Mafia-mafia pada komoditas yang lain juga terus merebak, terutama untuk komoditas-komoditas yang dianggap politis. Hingga saat ini belum ada usaha yang sangat serius dari pemerintah untuk dapat mengatasi hal ini, terbukti dengan banyaknya keluhan dari masyarakat petani kepada pihak-pihak yang mereka anggap dapat menyalurkan aspirasi mereka. Merebaknya mafia-mafia pertanian membuat para petani semakin jauh dari kesejahteraan. Tak dapat ditawar lagi bahwa masalah pertanian menjadi fokus utama pemerintah untuk segera diselesaikan dan menjadi harga mati. Penanganan masalah pertanian bukan hanya menjadi kewajiban Kementrian Pertanian yang membawahi bidang pertanian, namun menjadi tugas seluruh elemen pemerintah di bawah pimpinan Presiden. Fokus penanganan tersebut juga akan menunjukkan komitmen pemerintah dalam pelayanan rakyat “kelas bawah” yang pada umumnya adalah petani, nelayan dan lainnya. Atau pemerintah akan tetap mengedepankan kepentingan rakyat “kelas atas” yang di dalamnya adalah pengusaha-pengusaha yang seringkali keberadaannya menindas rakyat “kelas bawah”.

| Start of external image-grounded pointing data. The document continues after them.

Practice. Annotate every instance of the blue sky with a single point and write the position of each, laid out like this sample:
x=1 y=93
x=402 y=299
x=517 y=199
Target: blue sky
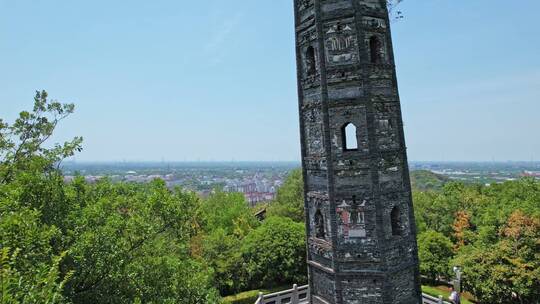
x=215 y=80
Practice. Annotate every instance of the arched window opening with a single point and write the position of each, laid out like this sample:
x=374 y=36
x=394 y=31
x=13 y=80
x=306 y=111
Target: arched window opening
x=349 y=134
x=375 y=49
x=319 y=225
x=310 y=61
x=395 y=217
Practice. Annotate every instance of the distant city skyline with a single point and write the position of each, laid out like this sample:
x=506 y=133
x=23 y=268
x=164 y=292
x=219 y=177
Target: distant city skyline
x=216 y=80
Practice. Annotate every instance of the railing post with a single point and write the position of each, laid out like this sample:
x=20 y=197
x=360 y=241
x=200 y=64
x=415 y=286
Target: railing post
x=294 y=297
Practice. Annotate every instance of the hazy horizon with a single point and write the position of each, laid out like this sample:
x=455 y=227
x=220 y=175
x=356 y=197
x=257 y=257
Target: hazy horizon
x=216 y=80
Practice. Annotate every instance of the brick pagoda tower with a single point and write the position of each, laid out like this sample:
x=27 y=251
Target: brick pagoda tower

Mafia di bidang pertanian nampaknya memang masih kalah pamor di bandingkan dengan mafia pajak, mafia hukum atau mafia yang
lainnya. Meski demikian, jika hal ini terus dibiarkan dan tidak menjadi fokus penyelesaian masalah maka bukan hal yang aneh jika melihat pertanian Indonesia semakin mundur dan masyarakat pertanian juga semakin jauh dari kesejahteraan. Sementara itu para mafia tersebut semakin menikmati kemakmurannya di atas penderitaan petani-petani di negara ini.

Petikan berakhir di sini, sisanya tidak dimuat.